Baru-baru ini, Menteri Keuangan Sri Mulyani mengingatkan bahwa perekonomian Indonesia masih dihantui ancaman inflasi akibat meningkatnya harga pangan.
Kompas.id (7/7/202) yang memberitakan pernyataan Menkeu tersebut, menjelaskan bahwa dalam situasi ketidakpastian ekonomi global dan perang Rusia-Ukraina, rantai pasok global pun terganggu.
Hal itulah yang imbasnya merembet hingga menyebabkan lonjakan harga pangan dunia. Bahkan, harga pangan atau bahan makanan produksi lokal pun di negara kita harganya naik luar biasa.
Sebagai contoh, saat ini ibu-ibu rumah tangga menjerit dengan naik drastisnya harga cabai. Sebelum itu tak terhitung harga barang dan jasa yang naik, mulai dari minyak goreng, gas elpiji, bawang merah, hingga daging sapi.
Nah, kondisi naiknya harga berbagai barang dan jasa secara umum dan terus menerus dalam waktu tertentu, dalam ilmu ekonomi disebut dengan inflasi.Â
Sebetulnya, inflasi tidak selalu berarti jelek. Inflasi bisa terjadi karena pasokan barang yang langka (dilihat dari sisi penawaran), bisa pula karena peningkatan belanja konsumen (dilihat dari sisi permintaan).
Jadi, kalau inflasi karena permintaan yang meningkat malah pertanda bangkitnya kegairahan ekonomi, yang bisa berlanjut dengan peningkatan produksi, sehingga pertumbuhan ekonomi juga meningkat.
Artinya, sepanjang inflasi sejalan dengan pertumbuhan ekonomi, oke-oke saja. Biasanya, level inflasi seperti itu masih di bawah 4 persen dalam satu tahun.

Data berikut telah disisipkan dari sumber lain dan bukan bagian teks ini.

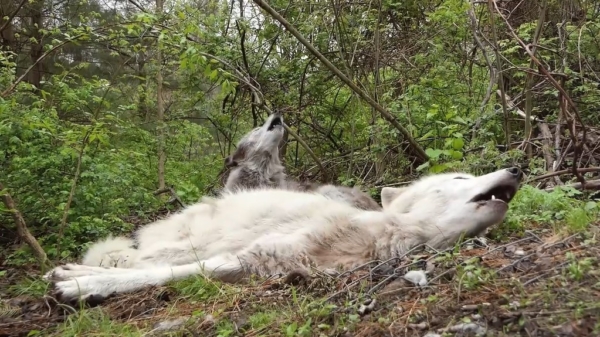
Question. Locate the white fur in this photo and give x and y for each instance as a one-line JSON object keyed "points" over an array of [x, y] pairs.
{"points": [[110, 252], [270, 231]]}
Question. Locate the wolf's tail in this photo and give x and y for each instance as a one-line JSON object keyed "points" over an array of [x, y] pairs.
{"points": [[111, 252]]}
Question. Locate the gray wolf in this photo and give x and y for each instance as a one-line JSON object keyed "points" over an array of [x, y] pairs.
{"points": [[255, 163], [270, 231]]}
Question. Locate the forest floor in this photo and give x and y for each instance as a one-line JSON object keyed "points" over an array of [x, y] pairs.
{"points": [[537, 283]]}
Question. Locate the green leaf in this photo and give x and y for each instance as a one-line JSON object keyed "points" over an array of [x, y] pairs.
{"points": [[458, 143], [422, 166], [433, 154]]}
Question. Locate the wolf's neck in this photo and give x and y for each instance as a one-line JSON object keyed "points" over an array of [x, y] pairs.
{"points": [[395, 235], [269, 164]]}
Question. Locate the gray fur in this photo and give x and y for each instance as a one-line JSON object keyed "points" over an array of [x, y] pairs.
{"points": [[256, 164]]}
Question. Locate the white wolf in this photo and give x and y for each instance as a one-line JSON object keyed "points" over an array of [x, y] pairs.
{"points": [[255, 164], [271, 231]]}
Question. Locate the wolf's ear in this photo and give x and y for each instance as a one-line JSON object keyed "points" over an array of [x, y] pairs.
{"points": [[389, 194]]}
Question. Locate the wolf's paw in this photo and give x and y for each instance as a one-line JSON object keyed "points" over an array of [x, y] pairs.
{"points": [[88, 289], [71, 270]]}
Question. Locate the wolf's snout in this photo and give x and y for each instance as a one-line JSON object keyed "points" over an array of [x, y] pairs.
{"points": [[515, 172]]}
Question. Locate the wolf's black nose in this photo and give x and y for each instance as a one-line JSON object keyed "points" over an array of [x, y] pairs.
{"points": [[516, 172]]}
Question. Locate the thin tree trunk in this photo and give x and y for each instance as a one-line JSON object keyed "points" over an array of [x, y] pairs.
{"points": [[22, 229], [160, 107]]}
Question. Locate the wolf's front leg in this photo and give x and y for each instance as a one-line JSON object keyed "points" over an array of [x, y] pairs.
{"points": [[101, 286]]}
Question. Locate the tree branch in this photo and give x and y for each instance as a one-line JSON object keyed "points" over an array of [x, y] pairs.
{"points": [[420, 153], [23, 231]]}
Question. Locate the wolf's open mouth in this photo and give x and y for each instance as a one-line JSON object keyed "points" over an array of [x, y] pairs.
{"points": [[503, 193], [277, 121]]}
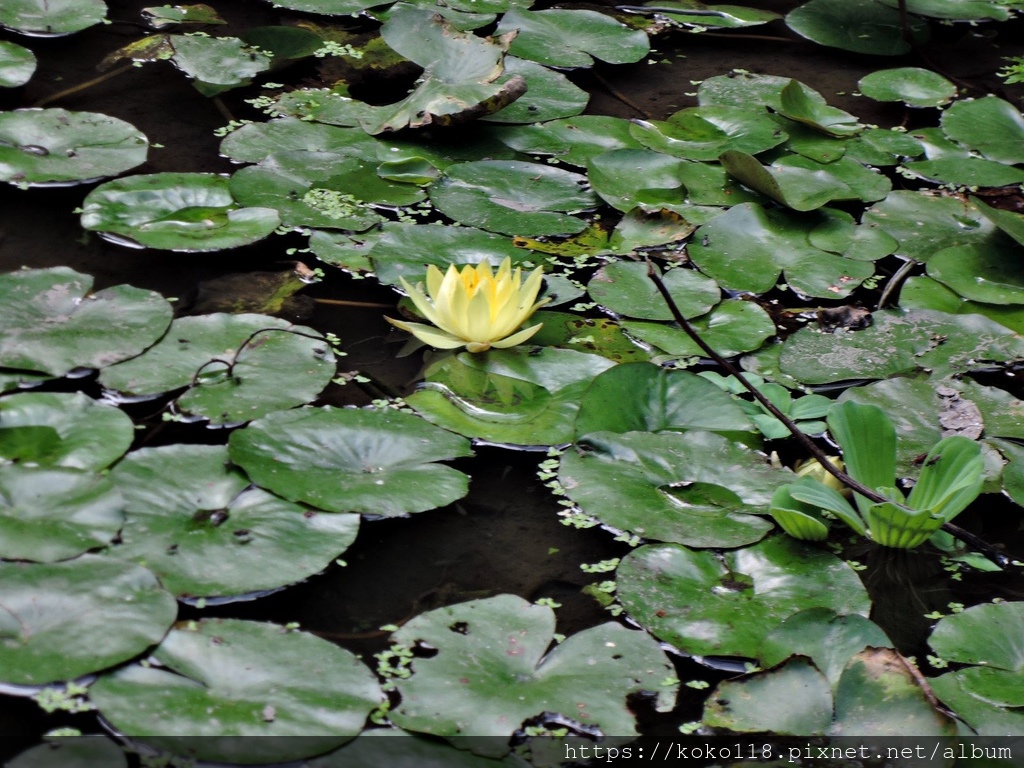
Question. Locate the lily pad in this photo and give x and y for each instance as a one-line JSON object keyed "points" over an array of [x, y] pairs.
{"points": [[993, 127], [644, 397], [732, 328], [747, 247], [342, 460], [216, 683], [176, 212], [571, 140], [53, 325], [237, 367], [624, 288], [911, 85], [192, 520], [86, 434], [571, 38], [924, 223], [901, 342], [706, 132], [49, 514], [696, 487], [805, 184], [16, 65], [823, 636], [62, 621], [513, 198], [549, 94], [500, 650], [56, 146], [859, 26], [46, 18], [989, 271], [709, 603], [513, 396]]}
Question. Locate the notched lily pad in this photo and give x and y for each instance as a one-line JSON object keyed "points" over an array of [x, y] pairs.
{"points": [[193, 520], [45, 18], [709, 603], [342, 460], [52, 324], [237, 367], [696, 487], [515, 396], [216, 683], [49, 514], [500, 651], [40, 147], [513, 198], [175, 211], [62, 621]]}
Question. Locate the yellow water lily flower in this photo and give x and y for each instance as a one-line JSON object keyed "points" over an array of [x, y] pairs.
{"points": [[474, 307]]}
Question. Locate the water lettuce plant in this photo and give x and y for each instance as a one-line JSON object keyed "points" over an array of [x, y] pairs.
{"points": [[474, 307], [950, 478]]}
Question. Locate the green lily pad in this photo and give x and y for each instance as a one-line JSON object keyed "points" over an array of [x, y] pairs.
{"points": [[986, 634], [900, 342], [989, 125], [695, 487], [859, 26], [341, 460], [985, 718], [53, 325], [86, 434], [549, 95], [55, 146], [571, 38], [989, 272], [17, 65], [968, 171], [957, 10], [513, 396], [747, 247], [49, 514], [805, 184], [593, 335], [218, 682], [839, 233], [513, 198], [571, 140], [925, 223], [826, 638], [500, 651], [800, 103], [237, 367], [624, 288], [81, 752], [706, 132], [732, 328], [709, 603], [911, 85], [192, 520], [255, 141], [62, 621], [644, 397], [176, 212], [44, 18], [802, 701]]}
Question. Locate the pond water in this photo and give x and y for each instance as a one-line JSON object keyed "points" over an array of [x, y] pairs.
{"points": [[505, 537]]}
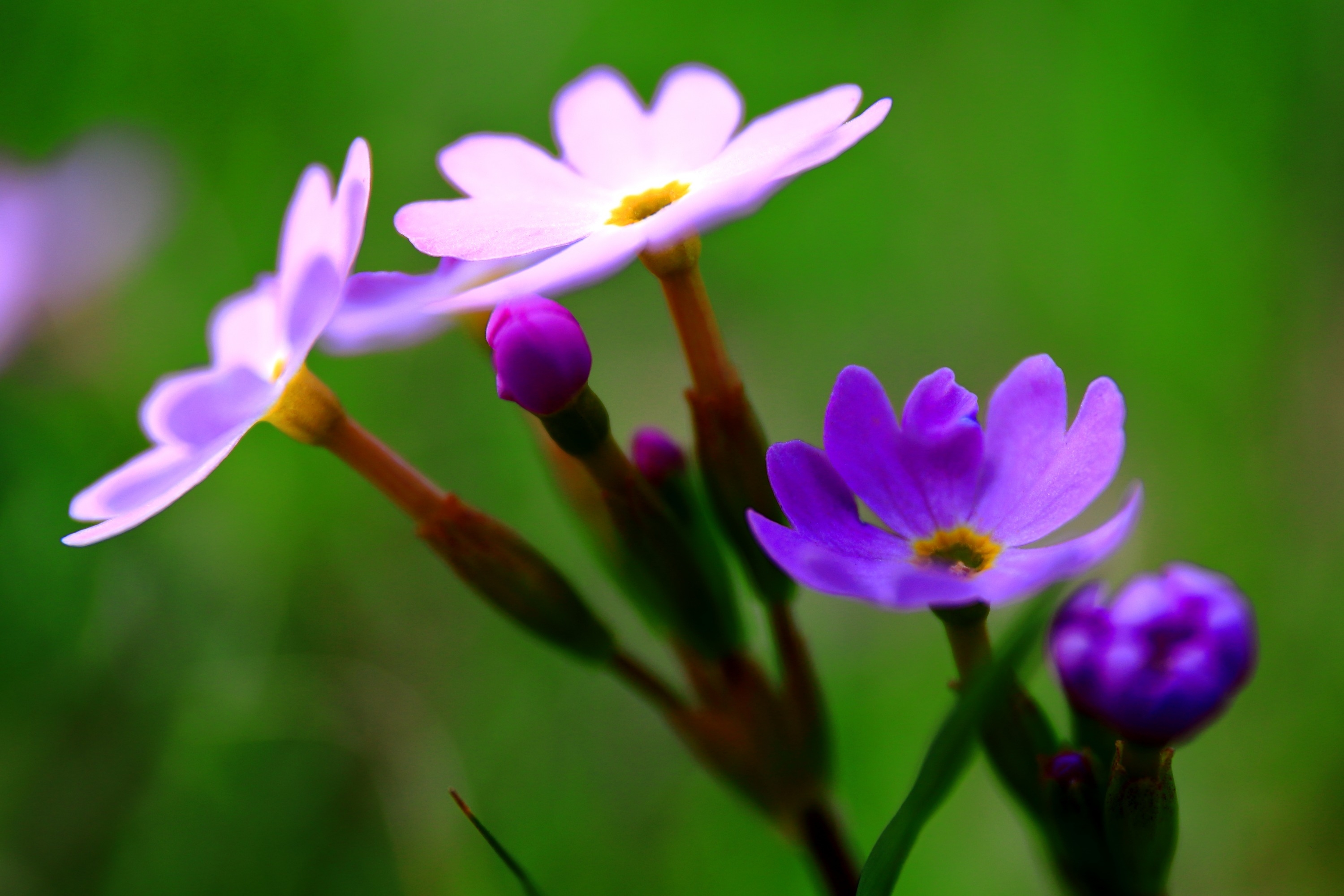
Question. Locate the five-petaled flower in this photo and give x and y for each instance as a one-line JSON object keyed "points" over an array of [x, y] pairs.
{"points": [[258, 342], [960, 500], [1160, 660], [629, 178]]}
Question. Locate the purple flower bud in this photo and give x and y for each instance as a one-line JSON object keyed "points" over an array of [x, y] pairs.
{"points": [[656, 454], [542, 359], [1160, 660], [1068, 767]]}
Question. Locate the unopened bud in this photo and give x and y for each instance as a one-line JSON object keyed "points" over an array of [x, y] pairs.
{"points": [[511, 574], [656, 456], [542, 359], [1159, 661]]}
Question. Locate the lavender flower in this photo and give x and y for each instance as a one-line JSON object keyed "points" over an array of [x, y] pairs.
{"points": [[1159, 661], [960, 500], [541, 355], [629, 178], [68, 230], [385, 311], [258, 342]]}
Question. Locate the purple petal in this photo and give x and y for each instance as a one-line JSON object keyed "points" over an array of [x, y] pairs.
{"points": [[1019, 573], [310, 308], [580, 265], [198, 408], [351, 205], [838, 142], [916, 480], [1031, 495], [695, 112], [307, 225], [832, 570], [510, 168], [603, 131], [1025, 432], [486, 229], [143, 487]]}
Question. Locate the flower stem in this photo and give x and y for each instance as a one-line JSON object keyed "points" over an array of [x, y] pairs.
{"points": [[679, 272], [827, 848], [967, 636], [729, 440], [408, 488]]}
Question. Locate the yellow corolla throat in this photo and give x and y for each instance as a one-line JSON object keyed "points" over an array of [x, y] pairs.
{"points": [[640, 206], [961, 551]]}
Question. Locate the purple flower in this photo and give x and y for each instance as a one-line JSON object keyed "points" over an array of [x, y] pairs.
{"points": [[258, 342], [68, 230], [960, 500], [629, 178], [541, 355], [656, 454], [1160, 660], [383, 311]]}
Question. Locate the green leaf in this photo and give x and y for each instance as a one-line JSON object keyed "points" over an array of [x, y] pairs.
{"points": [[529, 887], [952, 749]]}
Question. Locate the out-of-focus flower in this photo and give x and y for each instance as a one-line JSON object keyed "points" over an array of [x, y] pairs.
{"points": [[386, 311], [258, 342], [1160, 660], [960, 500], [628, 179], [72, 228], [542, 359], [656, 454]]}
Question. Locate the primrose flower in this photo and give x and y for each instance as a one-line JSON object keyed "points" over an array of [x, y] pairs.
{"points": [[628, 179], [1159, 661], [258, 342], [960, 499], [385, 311], [72, 228]]}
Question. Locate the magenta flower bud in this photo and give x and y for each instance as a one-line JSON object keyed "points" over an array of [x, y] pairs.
{"points": [[1068, 767], [542, 359], [1159, 661], [656, 454]]}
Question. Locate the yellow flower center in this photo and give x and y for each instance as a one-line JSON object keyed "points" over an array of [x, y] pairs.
{"points": [[961, 551], [640, 206]]}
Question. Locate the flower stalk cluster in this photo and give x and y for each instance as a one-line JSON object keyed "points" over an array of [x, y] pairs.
{"points": [[961, 499]]}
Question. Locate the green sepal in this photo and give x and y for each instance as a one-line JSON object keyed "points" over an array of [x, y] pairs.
{"points": [[952, 749], [517, 579], [1142, 818], [1076, 832]]}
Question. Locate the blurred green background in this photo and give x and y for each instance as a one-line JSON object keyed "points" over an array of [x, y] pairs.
{"points": [[271, 687]]}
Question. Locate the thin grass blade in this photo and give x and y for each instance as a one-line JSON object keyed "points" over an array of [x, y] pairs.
{"points": [[952, 749], [529, 887]]}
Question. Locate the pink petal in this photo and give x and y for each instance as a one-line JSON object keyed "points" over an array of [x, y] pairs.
{"points": [[143, 487], [197, 408], [486, 229], [839, 140], [694, 115], [772, 140], [351, 205], [603, 131], [244, 331], [508, 167], [584, 264]]}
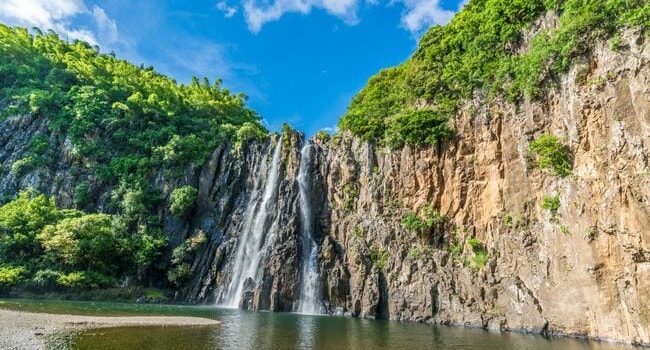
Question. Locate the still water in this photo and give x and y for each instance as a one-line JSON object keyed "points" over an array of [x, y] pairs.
{"points": [[242, 330]]}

Namun, bila pertumbuhan ekonomi mengalami penurunan bersamaan dengan kondisi inflasi yang meningkat, inilah yang disebut dengan stagflasi. Asal katanya adalah gabungan dari stagnasi dan inflasi.
Peringatan dari Menkeu di atas, bisa ditafsirkan bahwa kita perlu waspada, karena inflasi sekarang lebih disebabkan kelangkaan pasokan.